Glücksmoment beim Gloria: Neustart ist gesichert
Das Gloria-Theater hat gerade die Kurve gekriegt, und das gewissermaßen mit Pauken und Trompeten: Mit Hilfe einer Crowd-Funding-Aktion haben die Betreiber 50.000 Euro eingenommen. „Es tut der Seele gut in dieser doch sehr kargen Zeit, in der es nicht so viele positive Momente gibt.“ So kommentiert Schmidt den Erfolg, den das Gloria-Theater dank der großen Unterstützung aus der Öffentlichkeit erzielt hat.
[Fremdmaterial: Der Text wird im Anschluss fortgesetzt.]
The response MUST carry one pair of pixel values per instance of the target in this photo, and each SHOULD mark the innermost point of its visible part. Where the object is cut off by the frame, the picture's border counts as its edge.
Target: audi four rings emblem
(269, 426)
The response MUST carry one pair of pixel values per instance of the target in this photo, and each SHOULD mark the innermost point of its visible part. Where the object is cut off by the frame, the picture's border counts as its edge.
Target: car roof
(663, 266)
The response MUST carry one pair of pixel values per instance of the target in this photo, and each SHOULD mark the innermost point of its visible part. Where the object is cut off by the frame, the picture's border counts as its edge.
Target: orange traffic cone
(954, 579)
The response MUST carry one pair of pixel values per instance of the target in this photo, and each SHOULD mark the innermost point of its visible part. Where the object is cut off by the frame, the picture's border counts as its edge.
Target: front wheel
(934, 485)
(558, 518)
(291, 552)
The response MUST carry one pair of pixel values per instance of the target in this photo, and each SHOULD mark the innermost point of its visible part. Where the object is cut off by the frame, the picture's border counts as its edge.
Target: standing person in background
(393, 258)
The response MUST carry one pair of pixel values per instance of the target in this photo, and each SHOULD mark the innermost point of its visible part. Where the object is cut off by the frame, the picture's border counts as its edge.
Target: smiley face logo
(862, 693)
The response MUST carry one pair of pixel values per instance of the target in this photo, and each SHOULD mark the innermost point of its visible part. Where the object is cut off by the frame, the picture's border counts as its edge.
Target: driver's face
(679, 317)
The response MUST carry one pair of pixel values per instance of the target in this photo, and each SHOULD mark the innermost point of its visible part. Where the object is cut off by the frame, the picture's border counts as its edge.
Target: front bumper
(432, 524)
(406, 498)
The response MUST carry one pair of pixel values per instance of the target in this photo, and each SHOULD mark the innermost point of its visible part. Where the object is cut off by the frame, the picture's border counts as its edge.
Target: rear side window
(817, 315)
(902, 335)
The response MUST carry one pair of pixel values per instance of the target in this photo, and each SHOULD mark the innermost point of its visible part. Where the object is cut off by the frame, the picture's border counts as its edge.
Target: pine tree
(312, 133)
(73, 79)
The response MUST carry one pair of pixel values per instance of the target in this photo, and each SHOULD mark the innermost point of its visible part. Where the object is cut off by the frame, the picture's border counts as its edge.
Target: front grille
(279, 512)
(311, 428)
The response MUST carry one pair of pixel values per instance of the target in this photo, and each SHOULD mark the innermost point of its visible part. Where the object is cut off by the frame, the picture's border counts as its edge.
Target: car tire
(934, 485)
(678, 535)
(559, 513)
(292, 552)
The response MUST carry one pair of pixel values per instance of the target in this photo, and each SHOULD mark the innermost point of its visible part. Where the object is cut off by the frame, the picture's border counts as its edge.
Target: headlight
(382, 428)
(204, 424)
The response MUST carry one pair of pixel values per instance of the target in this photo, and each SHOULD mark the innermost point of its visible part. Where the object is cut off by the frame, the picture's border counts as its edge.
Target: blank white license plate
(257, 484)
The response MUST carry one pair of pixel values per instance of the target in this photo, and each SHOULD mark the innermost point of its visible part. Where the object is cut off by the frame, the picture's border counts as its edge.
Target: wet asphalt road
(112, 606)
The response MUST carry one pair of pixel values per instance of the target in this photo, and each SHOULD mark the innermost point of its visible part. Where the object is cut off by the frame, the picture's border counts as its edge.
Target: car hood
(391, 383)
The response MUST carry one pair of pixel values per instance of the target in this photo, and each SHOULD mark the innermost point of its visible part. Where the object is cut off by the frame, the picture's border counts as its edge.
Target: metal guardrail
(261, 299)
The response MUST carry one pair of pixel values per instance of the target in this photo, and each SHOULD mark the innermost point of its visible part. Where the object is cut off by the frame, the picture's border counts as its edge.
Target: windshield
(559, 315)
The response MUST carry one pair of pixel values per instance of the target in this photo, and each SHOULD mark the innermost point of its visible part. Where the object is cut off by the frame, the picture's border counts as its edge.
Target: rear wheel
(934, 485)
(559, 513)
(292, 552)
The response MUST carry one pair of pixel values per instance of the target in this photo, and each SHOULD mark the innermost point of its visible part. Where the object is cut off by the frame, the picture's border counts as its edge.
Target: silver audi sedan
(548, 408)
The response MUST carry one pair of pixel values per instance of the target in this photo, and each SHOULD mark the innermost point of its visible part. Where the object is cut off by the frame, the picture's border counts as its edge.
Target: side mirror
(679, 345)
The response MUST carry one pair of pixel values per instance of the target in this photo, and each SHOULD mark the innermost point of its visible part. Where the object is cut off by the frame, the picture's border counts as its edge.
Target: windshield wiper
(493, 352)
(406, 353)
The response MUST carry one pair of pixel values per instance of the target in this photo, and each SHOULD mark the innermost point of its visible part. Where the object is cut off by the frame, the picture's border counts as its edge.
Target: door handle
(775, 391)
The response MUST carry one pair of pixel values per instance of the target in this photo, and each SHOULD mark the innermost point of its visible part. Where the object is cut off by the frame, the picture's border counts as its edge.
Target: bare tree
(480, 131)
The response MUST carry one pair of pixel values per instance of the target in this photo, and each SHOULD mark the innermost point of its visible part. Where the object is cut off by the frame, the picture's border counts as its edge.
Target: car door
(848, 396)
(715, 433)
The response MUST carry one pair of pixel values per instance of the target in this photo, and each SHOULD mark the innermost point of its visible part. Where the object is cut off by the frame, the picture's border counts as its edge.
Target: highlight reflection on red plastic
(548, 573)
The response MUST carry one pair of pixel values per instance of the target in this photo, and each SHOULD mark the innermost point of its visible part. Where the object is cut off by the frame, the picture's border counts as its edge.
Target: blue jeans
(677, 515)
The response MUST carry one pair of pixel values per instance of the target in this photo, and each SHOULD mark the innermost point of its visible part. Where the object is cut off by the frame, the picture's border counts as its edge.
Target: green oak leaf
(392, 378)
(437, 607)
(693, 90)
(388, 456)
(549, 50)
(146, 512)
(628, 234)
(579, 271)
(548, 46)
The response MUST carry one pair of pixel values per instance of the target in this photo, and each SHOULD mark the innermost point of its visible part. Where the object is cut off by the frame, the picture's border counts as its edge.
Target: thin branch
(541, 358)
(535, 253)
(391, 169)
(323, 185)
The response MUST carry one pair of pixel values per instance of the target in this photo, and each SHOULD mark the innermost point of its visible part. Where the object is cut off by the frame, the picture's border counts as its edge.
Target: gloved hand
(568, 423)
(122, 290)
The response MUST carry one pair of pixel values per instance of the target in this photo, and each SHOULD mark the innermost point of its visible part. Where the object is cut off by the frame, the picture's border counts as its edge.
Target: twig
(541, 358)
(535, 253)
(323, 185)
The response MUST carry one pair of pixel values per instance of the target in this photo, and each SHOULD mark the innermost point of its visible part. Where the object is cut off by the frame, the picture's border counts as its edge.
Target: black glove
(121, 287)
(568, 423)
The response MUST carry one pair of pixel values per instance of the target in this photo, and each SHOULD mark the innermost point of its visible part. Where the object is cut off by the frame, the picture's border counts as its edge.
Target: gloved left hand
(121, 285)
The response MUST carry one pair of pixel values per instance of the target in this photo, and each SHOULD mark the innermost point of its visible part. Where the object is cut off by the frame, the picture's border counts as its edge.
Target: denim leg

Es sei das Ende der größten Existenzbedrohung für den Kulturtempel seitdem er und Geschäftsführer Alexander Dieterle das Haus vor fast 15 Jahren übernommen hätten. Es sei auch ein Signal, dass die Leute darauf brennen, sich endlich wieder unterhalten zu lassen.

Eben damit dies im Gloria-Theater gelingt, wurde das Geld gesammelt. Damit soll den Neustart sichern, wenn der aktuelle Lockdown endlich vorbei ist, wie Gloria-Intendant Jochen Frank Schmidt darstellt. Zwar habe auch das Bad Säckinger Theater alle zu Gebote Fördermöglichkeiten, die zur Kompensation wirtschaftlicher Einbußen staatlicherseits geschaffen wurden, angezapft.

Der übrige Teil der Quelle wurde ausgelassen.